Город Чистополь на Каме
Нас дарил ты, чем богат
Марина Петровых
Два года провёл я на Каме, ни разу не взглянув на её воды, два года прожил в Чистополе, ни разу не пройдя по его улицам. Эти два года я просидел в чистопольской тюрьме, в отделении для политических преступников.
18 Января 1985 г. меня неожиданно вызвали из цеха в середине рабочего дня. Ничего не объясняя, дневальный попросил пройти «в контору» — в помещение администрации. Там меня сразу провели в кабинет начальника колонии. Войдя, я увидел за столом трёх незнакомых людей в штатском, двух мужчин и женщину. Это были судьи. Ещё один в штатском, прокурор, стоял где-то сбоку. Мне объявили, что начинается выездное заседание Зубово-Полянского народного суда. И даже после этого я не сразу понял, что происходит. Как и в момент ареста, сознание усиленно отталкивало самую простую, но и самую неприятную версию событий, усиленно перебирая всякие другие.
Хотя уже с середины ноября стало понятно, что меня откровенно преследуют, что это установка ГКБ, которую администрация лагеря послушно выполняет, хотя и мои друзей-зеков уже пару раз шепнули мне: «тебя явно на крытку» готовят, а всё равно, пытался жить по-старому, утешая себя, что как-то обойдётся, что не я самый активный на зоне, что на крытку, обычно, по первому году зоны не оформляют, и т.п. Теперь вот думаю: ну чего я так боялся? Ну не всё ли равно, где сидеть. Ну, камеры, ну голодный паёк, ну посылок нет.. То же «небо в клеточку», на самом-то деле, только «клеточки» чуть помельче. И всё же был у меня какой-то безотчётный страх перед крытой тюрьмой. Наверное, это был страх оказаться «в эпицентре», «в зрачке урагана», в самом угрожаемом и самом «простреливаемом» месте. Не был я к этому тогда морально готов, как не был готов, в своё время, и к аресту. Но, как и тогда, голова боялась, а руки делали…

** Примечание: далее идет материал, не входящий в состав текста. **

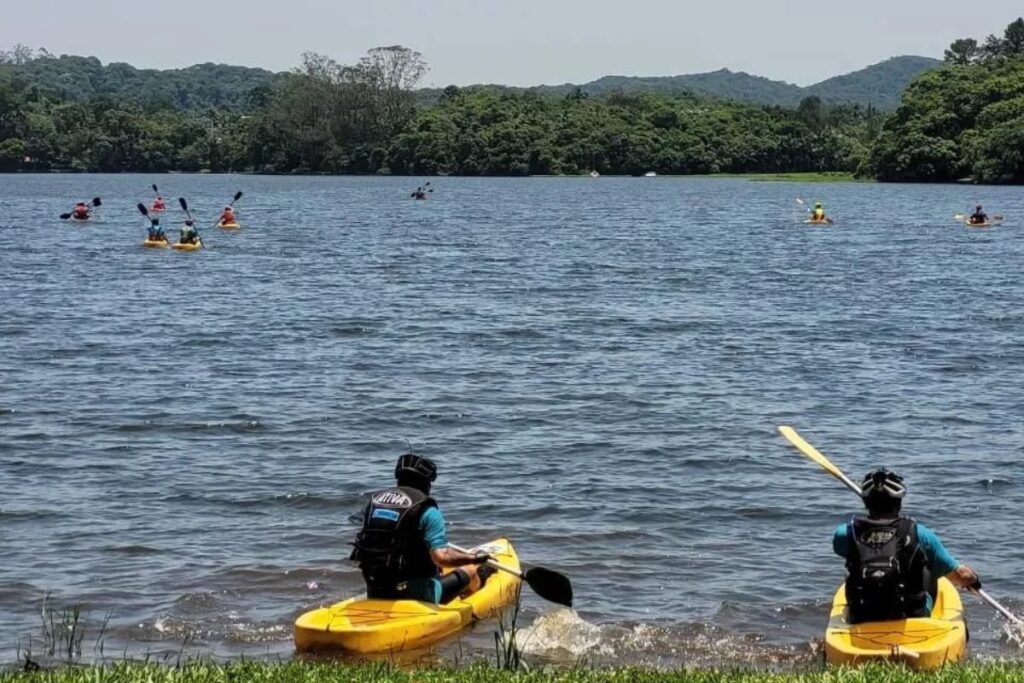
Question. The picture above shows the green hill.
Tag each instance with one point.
(206, 85)
(879, 85)
(194, 88)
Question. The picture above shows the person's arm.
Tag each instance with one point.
(450, 557)
(942, 563)
(435, 536)
(841, 541)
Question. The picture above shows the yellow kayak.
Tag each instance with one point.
(921, 643)
(364, 626)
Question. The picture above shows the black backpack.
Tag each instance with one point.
(388, 547)
(887, 571)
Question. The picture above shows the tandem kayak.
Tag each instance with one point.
(920, 643)
(372, 626)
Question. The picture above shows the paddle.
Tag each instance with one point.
(184, 207)
(814, 455)
(95, 203)
(548, 584)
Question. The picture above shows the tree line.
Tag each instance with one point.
(962, 122)
(965, 120)
(365, 118)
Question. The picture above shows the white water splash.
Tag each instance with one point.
(1015, 634)
(562, 631)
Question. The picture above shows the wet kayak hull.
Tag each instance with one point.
(367, 627)
(924, 644)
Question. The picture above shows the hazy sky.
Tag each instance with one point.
(515, 42)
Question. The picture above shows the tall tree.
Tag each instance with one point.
(1013, 39)
(963, 51)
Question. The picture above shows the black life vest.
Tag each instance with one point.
(887, 570)
(389, 548)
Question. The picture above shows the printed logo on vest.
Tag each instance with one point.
(393, 499)
(878, 537)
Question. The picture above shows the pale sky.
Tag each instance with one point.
(514, 42)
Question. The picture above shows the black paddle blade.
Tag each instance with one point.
(550, 585)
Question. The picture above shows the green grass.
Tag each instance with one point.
(297, 672)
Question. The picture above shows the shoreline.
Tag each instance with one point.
(316, 672)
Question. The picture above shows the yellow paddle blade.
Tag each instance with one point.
(796, 439)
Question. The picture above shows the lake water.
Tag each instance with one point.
(599, 368)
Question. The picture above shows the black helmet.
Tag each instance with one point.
(883, 484)
(412, 465)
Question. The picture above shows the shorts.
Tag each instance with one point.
(437, 590)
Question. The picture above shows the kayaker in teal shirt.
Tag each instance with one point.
(403, 546)
(893, 561)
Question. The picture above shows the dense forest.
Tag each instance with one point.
(364, 118)
(965, 120)
(879, 85)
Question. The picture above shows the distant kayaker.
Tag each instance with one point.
(188, 235)
(892, 561)
(402, 545)
(156, 231)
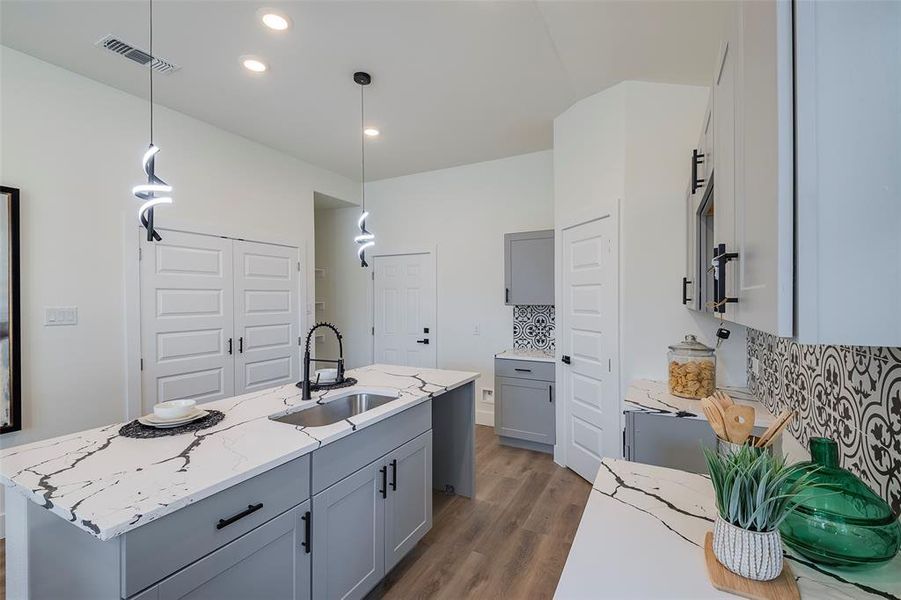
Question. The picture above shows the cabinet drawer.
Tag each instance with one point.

Только когда прокурор начал перечислять все взыскания, полученные мной за последние полгода, я понял, что это, действительно, крытка, и никуда от неё уже не деться. И тут же начал лихорадочно соображать, как мне к этой новой напасти готовиться. Больше всего беспокоило меня, как я буду тащиться по этапу со свом, довольно увесистым мешком. Потом стал вспоминать, что и где у меня лежит, какие вещи в тумбочке, что у друзей, стал думать, как всё это половчее упаковать и ничего не забыть. Но долго думать мне не пришлось. Вся комедия суда продолжалась не более четверти часа. И прокурор, и судьи не скрывали, что они просто повторяют заученный урок. Когда слово дали мне, я прямо сказал, что «систематические нарушения правил внутреннего распорядка» это только предлог, и что на самом деле меня преследуют за изучение языка иврит и за соблюдение еврейских религиозных обычаев. У судей лица после этого стали просто каменные. А я как-то сразу успокоился. Если до этого момента ещё пытался как-то утешать себя, может всё-таки только два года, ну не всем же дают по максимуму, то теперь и сам понял: трояк, никуда не денешься. И в самом деле, вскоре председатель зачитал не им принятое и не от него зависевшее решение: «перевести на тюремный режим сроком на три года».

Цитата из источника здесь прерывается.